In the summer, cool/cold foods that increase the yin and cool the body are eaten, and include watermelon and salad greens, while warm/hot foods that invigorate the body and strengthen the yang in the tissues are eaten during winter. These include meats, such as lamb, beef and chicken, to reduce the cold from body tissues. Lastly, neutral foods help to balance the yin and yang by reducing or increasing heat in the body, and maintaining the functions of the five main organs: liver, heart, spleen, lungs and kidneys. They include papayas, grapes, mangoes, milk, eggs and honey.

Seasonal Affective Disorder (SAD)

Also known as winter blues, the symptoms of this psychological disorder can be mild to severe, and seem to affect many people during the winter months when daylight hours are short. Some symptoms include sadness or depression, irritability, fatigue, insomnia, difficulty concentrating, and, in severe cases, suicidal thoughts. It is attributed to the decreasing amount of daylight and the cooler temperatures that occur during the winter, and may also affect physical behavior and lead to lowered levels of the hormone serotonin—the mood-enhancing hormone that regulates hunger and the sense of well-being.
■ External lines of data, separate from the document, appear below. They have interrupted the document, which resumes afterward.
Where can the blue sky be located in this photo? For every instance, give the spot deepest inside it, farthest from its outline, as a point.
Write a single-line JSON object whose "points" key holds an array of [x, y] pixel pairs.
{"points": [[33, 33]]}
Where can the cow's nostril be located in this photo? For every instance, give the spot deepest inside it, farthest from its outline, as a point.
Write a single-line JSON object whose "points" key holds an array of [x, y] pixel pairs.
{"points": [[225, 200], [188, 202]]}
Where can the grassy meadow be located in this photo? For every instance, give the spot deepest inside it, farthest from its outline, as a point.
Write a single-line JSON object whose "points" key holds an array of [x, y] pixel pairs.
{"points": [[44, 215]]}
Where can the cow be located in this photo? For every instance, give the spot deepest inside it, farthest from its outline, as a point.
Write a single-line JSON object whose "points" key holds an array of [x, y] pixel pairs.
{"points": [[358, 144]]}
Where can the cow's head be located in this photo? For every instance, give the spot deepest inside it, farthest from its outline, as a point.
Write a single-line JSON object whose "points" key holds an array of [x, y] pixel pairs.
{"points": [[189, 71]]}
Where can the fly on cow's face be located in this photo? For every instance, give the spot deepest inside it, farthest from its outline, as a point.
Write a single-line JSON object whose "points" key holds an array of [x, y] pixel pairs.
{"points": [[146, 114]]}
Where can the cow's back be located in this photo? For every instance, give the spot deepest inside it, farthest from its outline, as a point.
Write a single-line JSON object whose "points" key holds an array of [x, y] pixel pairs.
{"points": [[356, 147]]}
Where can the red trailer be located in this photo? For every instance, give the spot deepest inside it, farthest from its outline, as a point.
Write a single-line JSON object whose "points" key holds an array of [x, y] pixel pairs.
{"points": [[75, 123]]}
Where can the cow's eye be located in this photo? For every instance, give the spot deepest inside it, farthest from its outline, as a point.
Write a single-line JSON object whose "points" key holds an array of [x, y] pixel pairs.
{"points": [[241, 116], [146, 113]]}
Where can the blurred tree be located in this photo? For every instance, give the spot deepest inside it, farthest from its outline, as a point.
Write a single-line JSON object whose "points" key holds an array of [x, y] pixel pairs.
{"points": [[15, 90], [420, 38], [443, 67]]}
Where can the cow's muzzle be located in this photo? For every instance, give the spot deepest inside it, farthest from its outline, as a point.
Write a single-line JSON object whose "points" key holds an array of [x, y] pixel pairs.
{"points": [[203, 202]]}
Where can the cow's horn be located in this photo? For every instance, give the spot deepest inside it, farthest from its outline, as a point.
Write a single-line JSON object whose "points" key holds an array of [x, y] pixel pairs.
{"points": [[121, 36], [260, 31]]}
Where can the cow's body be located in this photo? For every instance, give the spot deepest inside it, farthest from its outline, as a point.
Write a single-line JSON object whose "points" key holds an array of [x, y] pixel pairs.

Reduced levels of serotonin result in lowered levels of melatonin, which regulates sleep, often resulting in insomnia.

Although people of all ages are affected by SAD, studies indicate that it more commonly is a problem for those who live further from the equator. Studies indicate that SAD begins in the fall, ends in the spring and is more common among women than men, but is not as prevalent when snow is on the ground, perhaps because the reflection of the snow provides brightness.